Esta situación se ha visto fortalecida por la rampante intromisión de los poderes públicos en la vida de los ciudadanos, hasta el punto de hacerles creer, por ejemplo, que la educación de sus hijos o el cuidado de su salud no es una corresponsabilidad, sino responsabilidad exclusiva del Estado. Así se entiende que tantos individuos lo perciban como un ente benéfico cuya razón de ser es proveerles de lo que necesitan, de manera gratuita, inmediata y sin salir de su barrio. Para muchos ésta ha sido una de las grandes aportaciones del Estado de las autonomías: haber puesto todo lo que el ciudadano precisa al alcance de su mano, pero como si fuera un don de la naturaleza. Lo que explica que no haya que justificar un servicio de AVE para nueve pasajeros al día, ni debatir por qué hay que sostener las televisiones autonómicas, ni plantearse la posibilidad de corresponsabilizar en el mantenimiento de los beneficios sociales a quienes los disfrutan.

Se infantiliza a los ciudadanos cuando se les priva de responsabilidades. Ya nos advirtió Platón en su Gorgias que los niños, o los hombres que se comportan como niños, están más a gusto con el pastelero que con el médico, porque aquél persigue el placer sin buscar el bien. Se entiende así el poco éxito de aquellos políticos que recuerdan más al médico que al pastelero.

Por otro lado, el recorte del gasto público en Cataluña no debe ocultarnos la realidad, pues sólo se ha adelantado unos meses al que va a producirse en otras comunidades autónomas. Recordemos que en 2010 ya hubo un copago velado al reducirse el salario de los empleados públicos, congelarse las pensiones y recortarse la factura a las empresas farmacéuticas.

Sin duda, todos deseamos lo mismo: preservar nuestro sistema sanitario. Por fortuna, la España actual no es la de hace 40 años, con grandes bolsas de pobreza. Por lo tanto, ni en sanidad ni en otros temas vale la consigna de todo gratis y para todos, sencillamente porque ya no hay, ni va a haber, dinero para ello. Si queremos garantizar que cuando suframos una enfermedad podamos recibir la asistencia que necesitemos, tendremos que contribuir de alguna manera en función de nuestra renta. Siempre será más sensato confiar en las matemáticas que en la magia.
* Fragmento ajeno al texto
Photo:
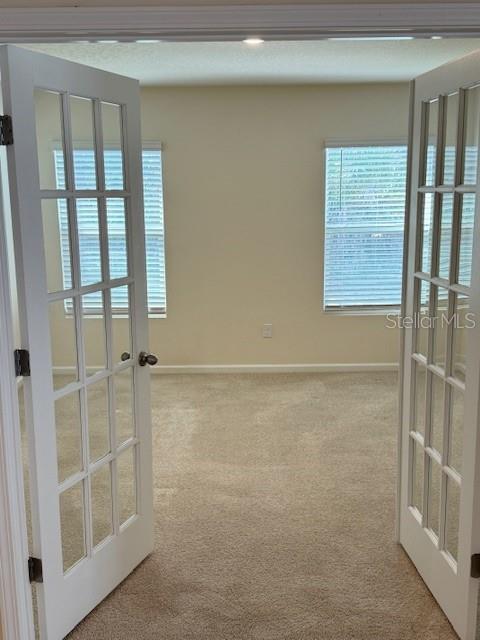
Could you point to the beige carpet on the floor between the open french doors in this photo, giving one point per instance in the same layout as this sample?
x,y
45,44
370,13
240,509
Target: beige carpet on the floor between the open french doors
x,y
274,500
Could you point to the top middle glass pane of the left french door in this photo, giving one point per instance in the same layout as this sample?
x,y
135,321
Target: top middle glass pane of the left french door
x,y
83,143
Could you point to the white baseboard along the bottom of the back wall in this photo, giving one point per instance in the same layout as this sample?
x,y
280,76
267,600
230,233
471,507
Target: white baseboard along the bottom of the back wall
x,y
261,368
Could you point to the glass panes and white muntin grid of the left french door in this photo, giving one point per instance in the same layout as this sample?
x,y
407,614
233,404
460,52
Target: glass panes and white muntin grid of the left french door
x,y
98,496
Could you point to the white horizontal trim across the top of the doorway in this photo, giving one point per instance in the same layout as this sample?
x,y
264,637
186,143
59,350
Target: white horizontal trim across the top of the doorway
x,y
284,22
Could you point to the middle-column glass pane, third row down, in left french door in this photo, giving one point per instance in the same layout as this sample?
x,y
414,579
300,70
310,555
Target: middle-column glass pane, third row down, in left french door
x,y
94,335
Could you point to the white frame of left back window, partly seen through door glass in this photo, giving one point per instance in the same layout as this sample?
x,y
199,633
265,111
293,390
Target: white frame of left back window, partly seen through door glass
x,y
157,313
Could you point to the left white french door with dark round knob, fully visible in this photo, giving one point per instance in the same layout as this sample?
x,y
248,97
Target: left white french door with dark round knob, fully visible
x,y
80,262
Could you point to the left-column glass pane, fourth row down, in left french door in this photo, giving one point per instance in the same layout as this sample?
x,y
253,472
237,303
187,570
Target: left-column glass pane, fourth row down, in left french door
x,y
69,435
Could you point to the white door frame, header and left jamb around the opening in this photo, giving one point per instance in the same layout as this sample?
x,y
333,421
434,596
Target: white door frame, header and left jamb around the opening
x,y
129,23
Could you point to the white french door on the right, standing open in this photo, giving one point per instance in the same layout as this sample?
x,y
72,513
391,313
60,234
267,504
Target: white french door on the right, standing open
x,y
440,474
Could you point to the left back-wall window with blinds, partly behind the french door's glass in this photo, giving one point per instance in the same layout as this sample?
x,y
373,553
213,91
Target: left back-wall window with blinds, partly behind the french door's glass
x,y
154,229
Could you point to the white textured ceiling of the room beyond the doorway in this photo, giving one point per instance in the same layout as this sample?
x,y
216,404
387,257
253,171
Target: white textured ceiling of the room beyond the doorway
x,y
175,63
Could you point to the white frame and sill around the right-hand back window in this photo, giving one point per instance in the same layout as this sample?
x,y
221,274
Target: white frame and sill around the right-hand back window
x,y
364,309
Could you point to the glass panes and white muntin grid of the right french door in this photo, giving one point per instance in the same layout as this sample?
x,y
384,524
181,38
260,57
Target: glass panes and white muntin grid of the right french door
x,y
435,441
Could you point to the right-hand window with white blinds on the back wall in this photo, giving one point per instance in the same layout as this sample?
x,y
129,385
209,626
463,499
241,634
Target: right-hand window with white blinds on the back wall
x,y
364,220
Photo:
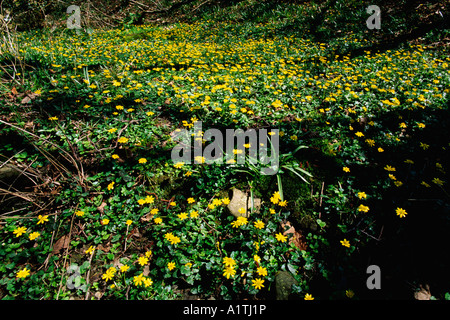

Así, este nuevo contrato social que se avecina, que debe partir de unos números bien hechos y de un cambio de actitud de los ciudadanos, es incompatible con 17 sistemas sanitarios y sus respectivas burocracias; con individuos que consumen el tiempo de las consultas para obtener fármacos en demasiados casos prescindibles, o con urgencias colapsadas por usuarios a los que no va bien el horario de su Centro de Salud. Ejemplos, entre otros, que explican por qué el número de visitas médicas en España multiplica por ocho la media europea.

En suma, el déficit crónico de la sanidad no debe achacarse sólo a la crisis, sino también a la actitud de los ciudadanos y sus representantes con relación a las prestaciones sociales. Si seguimos así podemos llegar a la situación paradójica en la que la sanidad pública acabe actuando como un seguro de automóvil que arreglara con diligencia los pinchazos, pero no pudiera afrontar la reparación de un costoso choque frontal. El Estado del Bienestar tiene un límite, que está donde su peso empieza a hundir los cimientos que lo sostienen. Y es que, como escribió Vargas Llosa, «las utopías sólo son aceptables en la literatura».

José Luis Puerta y Santiago Prieto, médicos.